A regular expression literal is
a sequence of characters enclosed in back quotes. Several characters
have special meanings within regular expression literals. These characters
have their special meaning unless preceded by a back slash. The special
characters are ., \, [, ], ?, *, +, ^, and $.
A regular expression literal can contain character escape sequences.
The allowed escape sequences are \t, \r, \n, and \xdd,
which stand for a tab, a carriage return, a new line, and the character
with the ASCII code equal to the hexadecimal number dd.
Regular expressions have a recursive structure. They
are formed from smaller subexpressions. The building blocks of all
regular expressions are the expressions to match a single character.

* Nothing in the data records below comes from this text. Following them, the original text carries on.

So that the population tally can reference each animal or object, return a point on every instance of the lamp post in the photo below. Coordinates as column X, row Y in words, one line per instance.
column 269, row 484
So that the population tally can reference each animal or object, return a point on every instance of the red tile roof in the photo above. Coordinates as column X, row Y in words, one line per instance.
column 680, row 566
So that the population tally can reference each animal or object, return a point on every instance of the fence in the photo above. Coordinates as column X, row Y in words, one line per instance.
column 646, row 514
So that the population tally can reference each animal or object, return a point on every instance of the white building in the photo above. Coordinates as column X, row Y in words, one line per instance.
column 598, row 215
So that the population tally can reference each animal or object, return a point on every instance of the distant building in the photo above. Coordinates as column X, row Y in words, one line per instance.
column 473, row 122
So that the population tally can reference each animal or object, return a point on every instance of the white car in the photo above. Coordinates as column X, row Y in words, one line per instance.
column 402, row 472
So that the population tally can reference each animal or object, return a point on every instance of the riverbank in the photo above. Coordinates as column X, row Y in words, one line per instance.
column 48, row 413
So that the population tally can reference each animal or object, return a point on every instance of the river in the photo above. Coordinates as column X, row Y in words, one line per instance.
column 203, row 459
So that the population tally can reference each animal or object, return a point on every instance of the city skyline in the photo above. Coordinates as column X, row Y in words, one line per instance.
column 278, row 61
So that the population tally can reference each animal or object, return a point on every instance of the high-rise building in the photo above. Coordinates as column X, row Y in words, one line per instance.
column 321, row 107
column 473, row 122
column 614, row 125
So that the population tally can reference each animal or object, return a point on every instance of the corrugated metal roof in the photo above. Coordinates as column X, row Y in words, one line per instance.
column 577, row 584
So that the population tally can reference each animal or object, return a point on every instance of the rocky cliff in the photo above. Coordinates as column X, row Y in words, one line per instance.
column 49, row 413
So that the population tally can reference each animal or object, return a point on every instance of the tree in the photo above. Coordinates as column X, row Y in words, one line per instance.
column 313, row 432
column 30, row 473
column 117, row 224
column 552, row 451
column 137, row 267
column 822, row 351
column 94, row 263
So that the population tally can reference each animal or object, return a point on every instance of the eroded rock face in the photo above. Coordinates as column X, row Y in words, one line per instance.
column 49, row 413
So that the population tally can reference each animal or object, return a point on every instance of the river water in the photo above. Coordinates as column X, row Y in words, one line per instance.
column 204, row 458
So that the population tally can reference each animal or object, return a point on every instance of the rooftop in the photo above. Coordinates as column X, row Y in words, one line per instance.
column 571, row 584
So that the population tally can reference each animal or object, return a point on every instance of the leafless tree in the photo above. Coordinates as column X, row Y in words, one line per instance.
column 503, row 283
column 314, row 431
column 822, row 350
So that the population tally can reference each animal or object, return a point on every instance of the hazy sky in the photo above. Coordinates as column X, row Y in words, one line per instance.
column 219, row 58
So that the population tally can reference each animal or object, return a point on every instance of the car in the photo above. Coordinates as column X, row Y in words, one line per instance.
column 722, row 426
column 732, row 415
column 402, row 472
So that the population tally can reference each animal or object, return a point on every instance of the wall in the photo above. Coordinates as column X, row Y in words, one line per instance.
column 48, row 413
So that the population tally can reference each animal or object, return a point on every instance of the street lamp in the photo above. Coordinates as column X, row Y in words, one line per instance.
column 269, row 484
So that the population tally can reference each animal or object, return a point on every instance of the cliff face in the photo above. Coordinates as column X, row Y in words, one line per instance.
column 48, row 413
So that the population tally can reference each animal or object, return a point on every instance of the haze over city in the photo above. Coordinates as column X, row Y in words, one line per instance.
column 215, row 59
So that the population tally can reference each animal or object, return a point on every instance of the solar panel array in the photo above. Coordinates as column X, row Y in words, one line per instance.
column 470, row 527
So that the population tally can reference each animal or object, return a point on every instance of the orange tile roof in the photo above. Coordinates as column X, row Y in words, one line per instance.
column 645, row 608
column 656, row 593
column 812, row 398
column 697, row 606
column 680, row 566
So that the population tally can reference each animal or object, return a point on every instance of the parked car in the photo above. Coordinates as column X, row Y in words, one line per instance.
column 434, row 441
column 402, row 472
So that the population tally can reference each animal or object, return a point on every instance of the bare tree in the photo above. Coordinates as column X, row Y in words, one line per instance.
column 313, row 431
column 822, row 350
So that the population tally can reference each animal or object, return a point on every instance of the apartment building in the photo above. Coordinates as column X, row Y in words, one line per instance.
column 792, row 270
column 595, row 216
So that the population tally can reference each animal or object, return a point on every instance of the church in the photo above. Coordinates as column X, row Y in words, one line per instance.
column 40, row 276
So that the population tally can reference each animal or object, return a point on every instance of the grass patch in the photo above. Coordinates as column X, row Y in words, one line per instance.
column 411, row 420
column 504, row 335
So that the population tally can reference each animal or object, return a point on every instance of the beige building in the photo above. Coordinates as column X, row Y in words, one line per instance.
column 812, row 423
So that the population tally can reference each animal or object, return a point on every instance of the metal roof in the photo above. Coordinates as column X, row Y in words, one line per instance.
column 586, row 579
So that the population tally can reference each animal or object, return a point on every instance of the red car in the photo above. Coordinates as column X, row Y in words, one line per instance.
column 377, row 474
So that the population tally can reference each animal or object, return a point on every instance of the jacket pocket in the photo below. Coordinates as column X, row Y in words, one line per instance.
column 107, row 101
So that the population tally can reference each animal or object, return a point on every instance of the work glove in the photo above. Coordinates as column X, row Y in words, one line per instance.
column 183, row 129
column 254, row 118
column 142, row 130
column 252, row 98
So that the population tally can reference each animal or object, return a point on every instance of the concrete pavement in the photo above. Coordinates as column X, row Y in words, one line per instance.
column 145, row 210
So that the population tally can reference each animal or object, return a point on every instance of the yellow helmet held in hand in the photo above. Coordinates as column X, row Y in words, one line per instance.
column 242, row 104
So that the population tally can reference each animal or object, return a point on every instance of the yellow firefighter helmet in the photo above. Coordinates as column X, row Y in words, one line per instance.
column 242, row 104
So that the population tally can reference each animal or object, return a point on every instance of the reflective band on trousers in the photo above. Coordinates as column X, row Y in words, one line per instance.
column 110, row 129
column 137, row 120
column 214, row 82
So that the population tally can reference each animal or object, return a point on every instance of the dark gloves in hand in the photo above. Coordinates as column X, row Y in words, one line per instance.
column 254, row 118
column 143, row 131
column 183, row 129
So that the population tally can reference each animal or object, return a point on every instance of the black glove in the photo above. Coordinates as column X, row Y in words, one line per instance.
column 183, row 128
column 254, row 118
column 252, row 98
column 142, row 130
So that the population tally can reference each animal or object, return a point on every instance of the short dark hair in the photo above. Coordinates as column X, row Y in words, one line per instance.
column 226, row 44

These fundamental expressions have the following three forms:
- Period (.) is a regular expression that matches
any single character. For example, `.` matches a, 5,
#, \n, ", and so on.
- Any character other than a special character, or
a special character preceded by a back slash, is a regular expression
that matches that character. For example, `a`, `5`, and `\*` match a, 5,
and *, respectively.
- A set of characters enclosed in square brackets
is a regular expression that matches any one character in the set.
For example, `[abc]` matches any one of a, b, or c.
If the first character in the set is a caret (^), then the regular
expression matches the complement of the given set of characters.
So `[^abc]` matches any character other than a, b, and c.
As a matter of convenience, a range of characters can be specified
with a dash. The range includes all characters between the lower and
upper bounds, inclusively. For example, `[a-zA-Z0-9]` matches any
letter or digit.
From these building blocks, larger regular
expressions can be formed in the following way:
- If re1 and re2 are
regular expressions, then re1 re2 (concatenation)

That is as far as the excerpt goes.